Di wilayah selatan seperti Karangnunggal,taraju dan Salawu kita akan meminta pihak kejaksaan negeri kabupaten tasikmalaya untuk mengevaluasi dana BOS jelas Dani
dibeberapa ratus sekolah dan ketika penggunaan anggaran dana BOS tersebut digunakan dengan beragam dalih seperti untuk pembelanjaan, untuk extra kurikuler jangan sampai pembelanjaannya tidak sesuai tidak ada
Nah ketika ditemukan ada kejanggalan maka saya meminta dari pihak kejaksaan untuk melangkah melakukan penyelidikan, penyidikan hingga berlanjut ke penetapan tersangka kepada para oknum oknum perkeliruan dana BOS jangan sampai dikasih ampun lagi, tambahnya.

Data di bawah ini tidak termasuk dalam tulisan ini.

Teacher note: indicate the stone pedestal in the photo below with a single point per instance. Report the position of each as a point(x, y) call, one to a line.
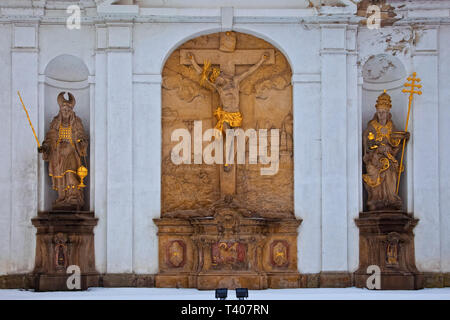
point(227, 250)
point(64, 238)
point(386, 240)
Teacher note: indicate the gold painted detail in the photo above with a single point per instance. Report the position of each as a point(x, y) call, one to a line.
point(234, 119)
point(63, 174)
point(209, 73)
point(65, 133)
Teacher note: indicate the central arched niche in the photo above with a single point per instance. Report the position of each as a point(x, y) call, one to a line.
point(211, 235)
point(265, 103)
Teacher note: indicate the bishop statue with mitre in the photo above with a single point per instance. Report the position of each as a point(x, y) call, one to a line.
point(381, 144)
point(64, 146)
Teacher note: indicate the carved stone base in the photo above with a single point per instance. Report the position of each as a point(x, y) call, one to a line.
point(386, 240)
point(227, 250)
point(64, 238)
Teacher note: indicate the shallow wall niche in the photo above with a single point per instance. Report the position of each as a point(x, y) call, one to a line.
point(380, 72)
point(70, 74)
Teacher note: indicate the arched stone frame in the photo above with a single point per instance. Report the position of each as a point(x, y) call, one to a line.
point(66, 73)
point(379, 72)
point(151, 81)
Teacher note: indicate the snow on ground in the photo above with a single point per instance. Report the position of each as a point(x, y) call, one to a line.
point(194, 294)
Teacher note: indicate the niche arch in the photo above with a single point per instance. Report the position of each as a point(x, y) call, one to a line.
point(265, 103)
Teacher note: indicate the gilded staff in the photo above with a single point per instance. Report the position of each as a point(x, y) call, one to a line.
point(413, 85)
point(29, 120)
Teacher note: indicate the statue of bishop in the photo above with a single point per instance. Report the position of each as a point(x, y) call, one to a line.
point(64, 147)
point(381, 144)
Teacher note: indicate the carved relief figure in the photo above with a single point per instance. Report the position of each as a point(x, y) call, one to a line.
point(227, 86)
point(250, 81)
point(64, 146)
point(381, 143)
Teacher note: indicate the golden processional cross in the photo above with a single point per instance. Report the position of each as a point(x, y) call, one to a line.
point(413, 85)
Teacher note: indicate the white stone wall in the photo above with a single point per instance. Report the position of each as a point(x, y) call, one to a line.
point(125, 48)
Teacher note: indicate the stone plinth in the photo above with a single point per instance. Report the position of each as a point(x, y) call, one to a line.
point(386, 239)
point(227, 250)
point(64, 238)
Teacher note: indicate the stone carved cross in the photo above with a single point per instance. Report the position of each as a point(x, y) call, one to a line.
point(227, 57)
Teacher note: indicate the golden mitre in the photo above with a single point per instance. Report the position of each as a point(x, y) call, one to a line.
point(384, 101)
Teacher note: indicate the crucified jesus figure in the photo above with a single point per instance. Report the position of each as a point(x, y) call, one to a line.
point(227, 86)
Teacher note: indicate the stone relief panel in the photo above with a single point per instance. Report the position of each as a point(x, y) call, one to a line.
point(265, 103)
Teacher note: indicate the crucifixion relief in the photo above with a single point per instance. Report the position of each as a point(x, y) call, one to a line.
point(227, 84)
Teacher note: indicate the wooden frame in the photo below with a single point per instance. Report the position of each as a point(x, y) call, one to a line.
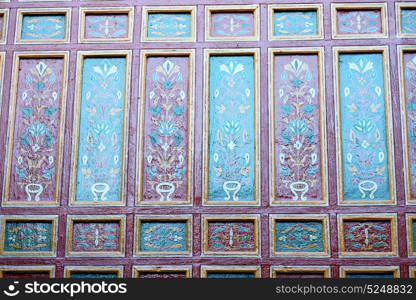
point(255, 270)
point(383, 50)
point(272, 8)
point(390, 217)
point(335, 7)
point(301, 218)
point(275, 270)
point(53, 219)
point(187, 219)
point(71, 219)
point(205, 177)
point(10, 132)
point(144, 54)
point(22, 12)
point(85, 11)
point(81, 56)
point(187, 269)
point(255, 219)
point(212, 9)
point(147, 10)
point(273, 52)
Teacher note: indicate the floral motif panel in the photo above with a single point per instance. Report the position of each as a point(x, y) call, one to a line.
point(297, 129)
point(34, 164)
point(365, 155)
point(232, 24)
point(166, 131)
point(169, 25)
point(43, 27)
point(100, 141)
point(295, 23)
point(231, 166)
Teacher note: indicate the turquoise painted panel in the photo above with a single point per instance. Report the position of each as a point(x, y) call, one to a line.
point(169, 25)
point(43, 27)
point(295, 23)
point(100, 151)
point(231, 129)
point(363, 127)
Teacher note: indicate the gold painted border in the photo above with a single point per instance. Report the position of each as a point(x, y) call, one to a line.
point(168, 218)
point(12, 115)
point(255, 218)
point(205, 270)
point(21, 12)
point(71, 219)
point(335, 7)
point(53, 219)
point(84, 11)
point(411, 243)
point(296, 7)
point(255, 52)
point(400, 6)
point(325, 270)
point(344, 270)
point(81, 55)
point(29, 269)
point(401, 50)
point(391, 217)
point(68, 270)
point(319, 52)
point(144, 54)
point(302, 218)
point(146, 10)
point(162, 269)
point(384, 51)
point(210, 9)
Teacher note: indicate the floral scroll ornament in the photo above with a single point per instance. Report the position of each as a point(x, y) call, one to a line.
point(166, 159)
point(36, 160)
point(299, 159)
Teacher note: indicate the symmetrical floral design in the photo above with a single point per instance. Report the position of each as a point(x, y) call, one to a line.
point(43, 27)
point(363, 130)
point(299, 236)
point(297, 134)
point(231, 129)
point(37, 127)
point(28, 236)
point(100, 143)
point(232, 24)
point(231, 236)
point(367, 236)
point(169, 25)
point(108, 26)
point(359, 21)
point(95, 236)
point(166, 130)
point(295, 23)
point(163, 236)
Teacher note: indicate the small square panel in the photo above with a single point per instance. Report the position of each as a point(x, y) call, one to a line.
point(43, 26)
point(234, 235)
point(299, 235)
point(295, 22)
point(359, 21)
point(28, 235)
point(232, 23)
point(168, 23)
point(99, 236)
point(367, 235)
point(159, 272)
point(300, 272)
point(108, 25)
point(163, 235)
point(369, 272)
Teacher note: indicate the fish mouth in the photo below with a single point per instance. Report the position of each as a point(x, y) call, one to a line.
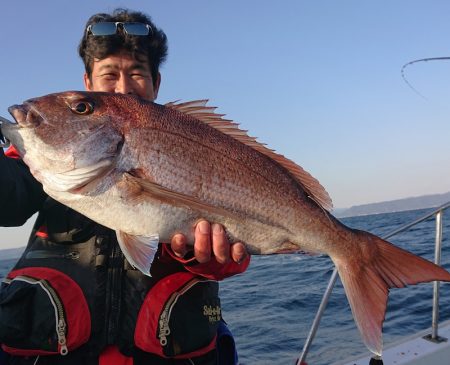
point(25, 115)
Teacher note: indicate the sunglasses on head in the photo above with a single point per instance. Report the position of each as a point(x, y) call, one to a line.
point(110, 28)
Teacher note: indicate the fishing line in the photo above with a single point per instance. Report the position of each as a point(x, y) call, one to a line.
point(417, 61)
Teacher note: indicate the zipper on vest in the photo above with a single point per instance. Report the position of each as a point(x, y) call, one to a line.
point(61, 324)
point(44, 254)
point(164, 329)
point(115, 289)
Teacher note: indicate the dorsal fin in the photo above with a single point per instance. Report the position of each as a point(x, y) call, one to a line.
point(206, 114)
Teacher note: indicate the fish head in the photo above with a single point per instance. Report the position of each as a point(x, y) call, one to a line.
point(67, 139)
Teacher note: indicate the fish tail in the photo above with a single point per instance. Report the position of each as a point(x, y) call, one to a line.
point(367, 280)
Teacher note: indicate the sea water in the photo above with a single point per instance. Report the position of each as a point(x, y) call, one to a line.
point(270, 308)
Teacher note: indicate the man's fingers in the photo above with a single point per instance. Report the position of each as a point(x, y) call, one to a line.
point(202, 243)
point(178, 244)
point(221, 247)
point(238, 252)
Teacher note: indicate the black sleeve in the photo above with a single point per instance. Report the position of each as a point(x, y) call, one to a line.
point(21, 195)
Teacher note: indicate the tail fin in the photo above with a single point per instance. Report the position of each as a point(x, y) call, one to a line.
point(367, 279)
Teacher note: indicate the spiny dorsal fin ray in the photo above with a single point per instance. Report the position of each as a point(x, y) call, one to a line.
point(199, 110)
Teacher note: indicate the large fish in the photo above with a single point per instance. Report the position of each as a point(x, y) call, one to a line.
point(149, 171)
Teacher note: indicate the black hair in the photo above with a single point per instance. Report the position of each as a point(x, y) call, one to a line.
point(153, 46)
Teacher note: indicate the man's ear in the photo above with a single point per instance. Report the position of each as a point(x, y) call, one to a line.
point(87, 82)
point(156, 85)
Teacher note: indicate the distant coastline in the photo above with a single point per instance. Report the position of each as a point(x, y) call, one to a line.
point(399, 205)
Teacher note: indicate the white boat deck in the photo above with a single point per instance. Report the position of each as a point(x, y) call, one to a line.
point(414, 350)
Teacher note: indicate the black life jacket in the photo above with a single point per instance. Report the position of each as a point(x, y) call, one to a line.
point(72, 293)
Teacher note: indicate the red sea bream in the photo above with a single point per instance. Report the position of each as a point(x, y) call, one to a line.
point(149, 171)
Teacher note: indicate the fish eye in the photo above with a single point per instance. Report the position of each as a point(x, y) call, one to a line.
point(82, 107)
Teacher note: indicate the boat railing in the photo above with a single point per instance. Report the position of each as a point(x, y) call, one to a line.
point(438, 213)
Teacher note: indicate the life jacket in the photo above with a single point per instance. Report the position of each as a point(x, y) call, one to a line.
point(73, 294)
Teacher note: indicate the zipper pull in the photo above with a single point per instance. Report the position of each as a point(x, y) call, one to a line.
point(164, 329)
point(62, 337)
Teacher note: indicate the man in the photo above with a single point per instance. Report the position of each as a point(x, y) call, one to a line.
point(73, 298)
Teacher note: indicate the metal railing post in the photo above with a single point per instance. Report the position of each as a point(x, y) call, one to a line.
point(315, 325)
point(437, 261)
point(438, 212)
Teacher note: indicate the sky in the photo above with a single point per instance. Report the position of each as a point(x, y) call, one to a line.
point(318, 81)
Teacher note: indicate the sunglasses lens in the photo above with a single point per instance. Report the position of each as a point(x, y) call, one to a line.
point(105, 28)
point(136, 28)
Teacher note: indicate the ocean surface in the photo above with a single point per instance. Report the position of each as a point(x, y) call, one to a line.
point(270, 308)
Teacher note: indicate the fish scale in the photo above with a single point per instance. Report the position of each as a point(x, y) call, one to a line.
point(148, 171)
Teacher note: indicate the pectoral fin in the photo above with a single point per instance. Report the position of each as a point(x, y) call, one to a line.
point(138, 250)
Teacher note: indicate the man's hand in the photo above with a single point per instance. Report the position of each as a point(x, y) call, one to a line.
point(210, 240)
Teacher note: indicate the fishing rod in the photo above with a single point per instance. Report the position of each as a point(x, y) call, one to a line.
point(417, 61)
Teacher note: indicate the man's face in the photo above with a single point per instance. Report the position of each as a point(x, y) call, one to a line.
point(122, 74)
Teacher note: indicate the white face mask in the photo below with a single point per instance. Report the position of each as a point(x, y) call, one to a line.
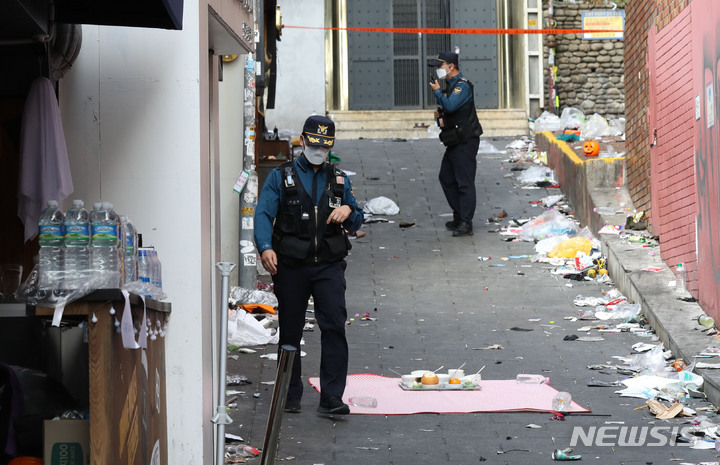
point(315, 155)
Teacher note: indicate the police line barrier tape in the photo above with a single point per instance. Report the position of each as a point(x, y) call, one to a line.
point(421, 30)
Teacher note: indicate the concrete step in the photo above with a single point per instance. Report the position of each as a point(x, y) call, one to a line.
point(414, 123)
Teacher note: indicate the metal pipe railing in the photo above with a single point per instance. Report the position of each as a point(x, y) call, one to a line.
point(277, 406)
point(221, 417)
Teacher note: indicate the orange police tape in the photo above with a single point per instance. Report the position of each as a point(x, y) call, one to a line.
point(420, 30)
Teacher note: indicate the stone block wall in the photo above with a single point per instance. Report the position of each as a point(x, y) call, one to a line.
point(590, 73)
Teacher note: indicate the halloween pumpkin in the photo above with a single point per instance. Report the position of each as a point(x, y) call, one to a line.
point(591, 148)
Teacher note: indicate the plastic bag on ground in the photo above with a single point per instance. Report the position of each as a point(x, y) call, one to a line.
point(551, 223)
point(244, 330)
point(616, 127)
point(570, 247)
point(536, 174)
point(487, 147)
point(544, 246)
point(595, 126)
point(572, 118)
point(243, 296)
point(381, 206)
point(548, 122)
point(650, 362)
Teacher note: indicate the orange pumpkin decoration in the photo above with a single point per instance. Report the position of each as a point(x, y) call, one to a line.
point(591, 148)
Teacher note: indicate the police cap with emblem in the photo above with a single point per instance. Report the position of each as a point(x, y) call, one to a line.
point(319, 131)
point(444, 57)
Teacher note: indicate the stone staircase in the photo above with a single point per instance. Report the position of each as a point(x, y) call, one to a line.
point(388, 124)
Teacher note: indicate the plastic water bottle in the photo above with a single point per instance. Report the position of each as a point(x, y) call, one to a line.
point(561, 401)
point(144, 267)
point(131, 260)
point(680, 279)
point(104, 244)
point(77, 242)
point(367, 402)
point(522, 378)
point(156, 279)
point(50, 256)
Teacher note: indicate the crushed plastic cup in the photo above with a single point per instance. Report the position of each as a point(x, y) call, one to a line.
point(561, 401)
point(523, 378)
point(367, 402)
point(564, 454)
point(705, 320)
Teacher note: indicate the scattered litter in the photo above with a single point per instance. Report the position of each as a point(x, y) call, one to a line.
point(381, 206)
point(492, 347)
point(565, 454)
point(610, 229)
point(661, 411)
point(237, 380)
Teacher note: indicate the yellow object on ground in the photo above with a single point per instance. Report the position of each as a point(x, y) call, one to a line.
point(570, 247)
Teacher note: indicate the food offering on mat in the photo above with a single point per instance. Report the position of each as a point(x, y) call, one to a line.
point(430, 378)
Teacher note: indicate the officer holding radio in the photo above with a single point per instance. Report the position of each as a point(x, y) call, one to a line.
point(460, 132)
point(304, 210)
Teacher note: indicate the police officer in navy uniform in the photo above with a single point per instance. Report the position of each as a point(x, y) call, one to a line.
point(304, 210)
point(460, 132)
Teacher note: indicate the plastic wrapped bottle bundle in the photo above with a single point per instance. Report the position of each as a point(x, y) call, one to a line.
point(51, 254)
point(131, 251)
point(104, 244)
point(77, 244)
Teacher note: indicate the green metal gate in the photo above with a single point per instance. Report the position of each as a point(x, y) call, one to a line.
point(390, 72)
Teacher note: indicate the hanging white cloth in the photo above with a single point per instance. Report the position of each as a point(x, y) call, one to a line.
point(44, 166)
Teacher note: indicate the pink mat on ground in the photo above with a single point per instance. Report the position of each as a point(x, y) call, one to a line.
point(495, 396)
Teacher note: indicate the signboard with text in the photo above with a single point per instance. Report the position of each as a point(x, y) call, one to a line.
point(612, 21)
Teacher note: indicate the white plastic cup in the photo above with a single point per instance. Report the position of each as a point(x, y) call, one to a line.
point(367, 402)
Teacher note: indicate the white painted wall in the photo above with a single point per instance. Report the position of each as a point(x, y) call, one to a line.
point(300, 66)
point(132, 109)
point(231, 158)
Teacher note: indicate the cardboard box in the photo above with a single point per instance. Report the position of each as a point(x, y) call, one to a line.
point(67, 442)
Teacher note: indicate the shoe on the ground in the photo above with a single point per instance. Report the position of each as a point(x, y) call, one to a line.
point(463, 229)
point(451, 225)
point(333, 405)
point(292, 405)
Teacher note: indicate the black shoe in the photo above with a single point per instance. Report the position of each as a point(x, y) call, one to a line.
point(333, 405)
point(463, 229)
point(292, 405)
point(451, 225)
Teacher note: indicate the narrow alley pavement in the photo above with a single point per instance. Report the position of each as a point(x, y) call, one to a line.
point(433, 302)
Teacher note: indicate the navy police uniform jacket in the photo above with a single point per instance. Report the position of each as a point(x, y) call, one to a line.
point(291, 219)
point(458, 108)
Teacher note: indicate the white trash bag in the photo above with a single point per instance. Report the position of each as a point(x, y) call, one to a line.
point(381, 206)
point(244, 330)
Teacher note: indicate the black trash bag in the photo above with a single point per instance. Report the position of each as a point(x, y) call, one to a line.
point(43, 399)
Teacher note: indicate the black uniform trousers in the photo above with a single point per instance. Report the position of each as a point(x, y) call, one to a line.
point(326, 283)
point(457, 178)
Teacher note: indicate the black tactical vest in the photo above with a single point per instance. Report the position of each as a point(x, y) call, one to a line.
point(301, 234)
point(461, 124)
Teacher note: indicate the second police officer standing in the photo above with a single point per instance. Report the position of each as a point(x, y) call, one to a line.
point(304, 210)
point(460, 132)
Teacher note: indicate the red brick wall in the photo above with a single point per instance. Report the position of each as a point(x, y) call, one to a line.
point(673, 156)
point(641, 15)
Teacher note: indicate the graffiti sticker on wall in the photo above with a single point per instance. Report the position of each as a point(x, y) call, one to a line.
point(709, 106)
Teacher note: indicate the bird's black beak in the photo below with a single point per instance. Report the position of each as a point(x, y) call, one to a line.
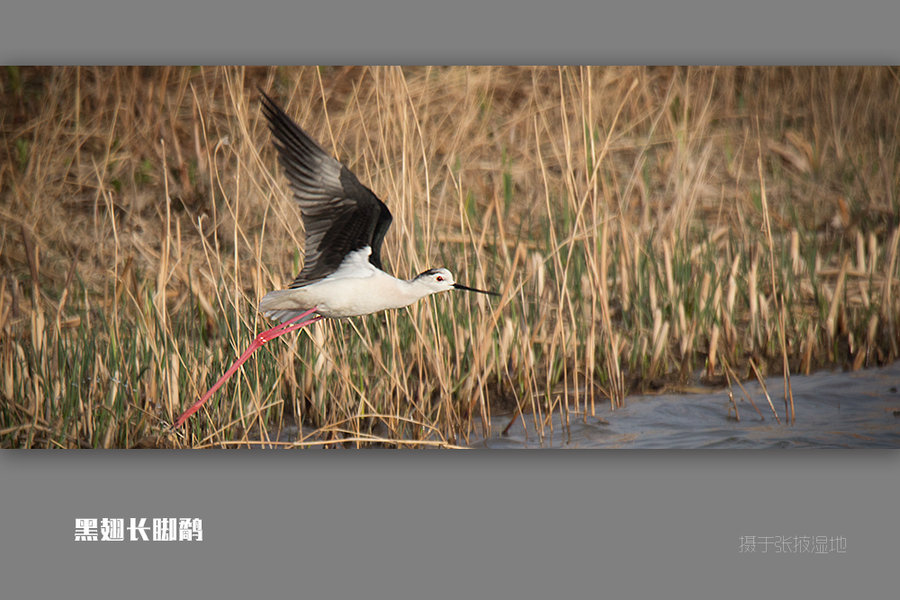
point(460, 286)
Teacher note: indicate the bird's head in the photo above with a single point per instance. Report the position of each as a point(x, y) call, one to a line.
point(441, 280)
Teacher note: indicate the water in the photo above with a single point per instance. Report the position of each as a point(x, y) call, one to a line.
point(833, 410)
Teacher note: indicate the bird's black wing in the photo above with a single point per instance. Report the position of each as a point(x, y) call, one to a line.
point(340, 214)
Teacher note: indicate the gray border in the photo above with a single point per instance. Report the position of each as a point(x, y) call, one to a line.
point(434, 524)
point(450, 32)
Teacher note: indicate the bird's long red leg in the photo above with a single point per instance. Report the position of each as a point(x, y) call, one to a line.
point(258, 342)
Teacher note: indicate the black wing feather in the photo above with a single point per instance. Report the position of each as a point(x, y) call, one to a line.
point(340, 214)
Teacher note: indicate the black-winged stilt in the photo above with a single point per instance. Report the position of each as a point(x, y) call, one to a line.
point(345, 225)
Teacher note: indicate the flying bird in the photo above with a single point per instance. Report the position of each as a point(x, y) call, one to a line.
point(345, 225)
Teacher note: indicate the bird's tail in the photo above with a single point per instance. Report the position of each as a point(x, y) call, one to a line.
point(280, 305)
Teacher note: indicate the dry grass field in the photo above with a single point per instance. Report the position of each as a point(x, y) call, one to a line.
point(648, 228)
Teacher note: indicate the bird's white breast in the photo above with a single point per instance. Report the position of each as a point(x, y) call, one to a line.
point(355, 288)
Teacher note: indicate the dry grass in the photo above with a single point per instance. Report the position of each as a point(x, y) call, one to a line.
point(648, 227)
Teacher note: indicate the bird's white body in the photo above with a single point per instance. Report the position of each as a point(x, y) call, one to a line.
point(356, 288)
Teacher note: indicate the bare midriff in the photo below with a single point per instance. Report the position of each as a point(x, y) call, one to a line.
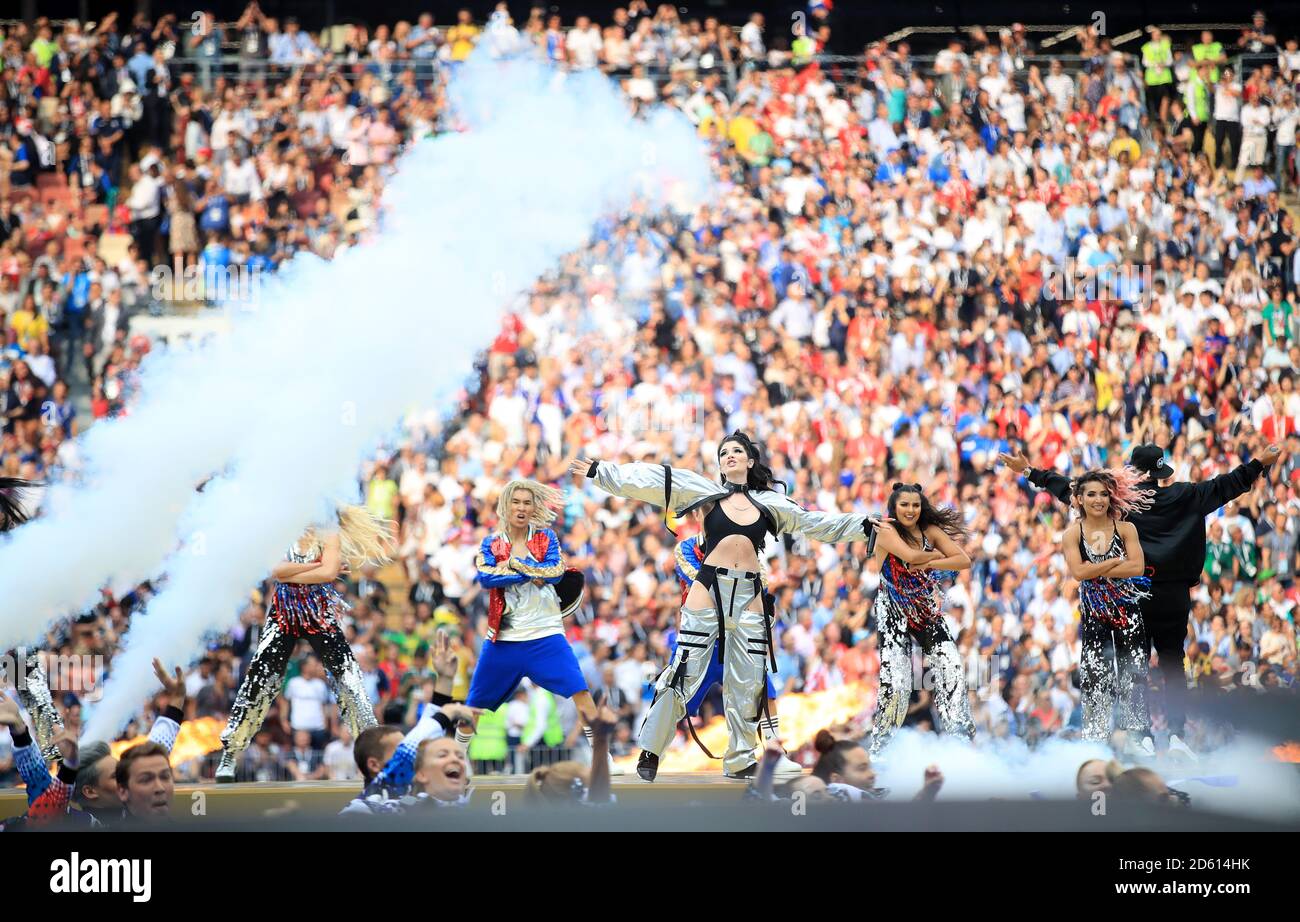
point(733, 552)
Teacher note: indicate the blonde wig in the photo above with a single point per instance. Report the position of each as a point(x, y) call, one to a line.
point(364, 537)
point(546, 500)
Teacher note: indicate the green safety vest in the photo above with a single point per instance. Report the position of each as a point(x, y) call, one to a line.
point(1208, 52)
point(1197, 98)
point(1158, 59)
point(489, 740)
point(554, 732)
point(801, 50)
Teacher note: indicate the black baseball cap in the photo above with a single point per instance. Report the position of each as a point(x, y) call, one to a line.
point(1151, 458)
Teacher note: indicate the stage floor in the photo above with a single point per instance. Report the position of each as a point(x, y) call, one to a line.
point(232, 801)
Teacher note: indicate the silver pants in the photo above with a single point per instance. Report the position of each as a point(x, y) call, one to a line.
point(947, 672)
point(744, 674)
point(34, 696)
point(1113, 674)
point(267, 675)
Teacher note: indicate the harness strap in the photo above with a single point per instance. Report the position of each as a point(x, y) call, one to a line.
point(667, 498)
point(690, 726)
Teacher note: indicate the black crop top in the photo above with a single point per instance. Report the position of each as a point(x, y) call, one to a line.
point(719, 526)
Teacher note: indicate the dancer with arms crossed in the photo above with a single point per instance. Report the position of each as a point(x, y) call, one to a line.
point(917, 541)
point(529, 594)
point(1171, 532)
point(306, 605)
point(1105, 555)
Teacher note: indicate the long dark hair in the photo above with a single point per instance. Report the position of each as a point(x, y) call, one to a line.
point(1122, 484)
point(761, 476)
point(945, 516)
point(12, 513)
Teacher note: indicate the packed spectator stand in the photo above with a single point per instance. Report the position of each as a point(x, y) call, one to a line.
point(875, 297)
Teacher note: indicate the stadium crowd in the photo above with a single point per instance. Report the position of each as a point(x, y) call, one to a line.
point(876, 295)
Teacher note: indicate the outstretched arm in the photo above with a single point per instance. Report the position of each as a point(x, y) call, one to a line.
point(1213, 493)
point(642, 481)
point(1053, 483)
point(830, 527)
point(167, 726)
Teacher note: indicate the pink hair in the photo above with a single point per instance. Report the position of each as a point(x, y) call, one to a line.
point(1122, 483)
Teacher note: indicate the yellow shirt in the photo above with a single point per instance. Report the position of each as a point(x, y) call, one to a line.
point(1119, 144)
point(1105, 393)
point(29, 325)
point(462, 39)
point(740, 130)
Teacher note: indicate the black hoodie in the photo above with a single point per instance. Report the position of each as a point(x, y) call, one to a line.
point(1173, 529)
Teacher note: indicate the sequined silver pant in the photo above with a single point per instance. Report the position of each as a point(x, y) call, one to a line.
point(267, 675)
point(1113, 675)
point(744, 674)
point(947, 675)
point(34, 696)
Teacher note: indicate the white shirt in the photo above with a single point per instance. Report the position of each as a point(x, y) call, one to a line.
point(1255, 120)
point(584, 47)
point(143, 200)
point(1226, 105)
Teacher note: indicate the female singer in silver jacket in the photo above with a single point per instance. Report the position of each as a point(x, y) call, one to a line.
point(726, 609)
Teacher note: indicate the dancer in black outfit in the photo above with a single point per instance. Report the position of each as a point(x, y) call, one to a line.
point(1173, 541)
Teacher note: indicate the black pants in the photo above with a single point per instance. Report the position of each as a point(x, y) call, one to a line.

Dani menekankan untuk setiap anggaran yang masuk ke bidang SD dan bidang SMP baik itu dana BOS,DAU dan DAK jangan ada yang dirugikan semua itu harus tepat sasaran.
Menurut Dani di dua bidang tersebut yang diantaranya bidang SD dan bidang SMP diduga banyak sekali penyimpangan penyimpangan.
Terkait dengan penaburan bubuk garam di depan halaman kantor dinas pendidikan Dani mengatakan itu sebagai bentuk dari kekecewaan kita terhadap dinas pendidikan yang tidak kooperatif dimana kita pada waktu aksi pertama dan aksi pada hari ini
Berarti pihak Disdikbud Kabupaten Tasikmalata tidak ada itikad untuk melakukan pertemuan audiensi yang disaksikan pihak kepolisian dan media secara terbuka, Dan ini dianggap oleh dinas pendidikan sebuah masalah keringanan.
Dalam masalah ini dani akan melaporkan nya ke pihak kejaksaan negeri kabupaten Tasikmalaya dan ke KPK untuk menindaklanjut pungkasnya.